I worked with Vicky Harp (blog|@vickyharp), SQLdm dev lead and an excellent developer, on this issue. She asked me to validate whether they were calculating and interpreting the data correctly or if it was a bug in SQL Server.
In the beginning, all I had to go on were some numbers and anecdotal information being relayed from the product users. I devised a theory based on the minimal information I had on-hand. The theory did not pan out when trying to reproduce the issue on an internal server.

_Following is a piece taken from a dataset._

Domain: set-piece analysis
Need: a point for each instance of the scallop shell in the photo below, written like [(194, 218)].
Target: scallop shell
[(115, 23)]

When I was able to reproduce the issue in a controlled environment, I noticed that sessions that worked with large objects (tables and indexes with greater than 128 extents) that get dropped, truncated, or rebuilt, as appropriate to the object. I also noticed that the Resource Monitor thread was showing no allocations and extremely high deallocations. When considering Resource Monitor deallocations and user allocations and deallocations as a whole, the numbers came pretty close to settling out. It appeared from my observations that deallocations were occurring, but they were being attributed to a system session.
This posed the question of, “why?”.
What’s Happening
So the answer was deferred drops. A deferred drop is when a two-phase drop is used for dropping large objects or a large number of pages. This optimization was introduced in SQL Server 2005 to speed up large deallocations.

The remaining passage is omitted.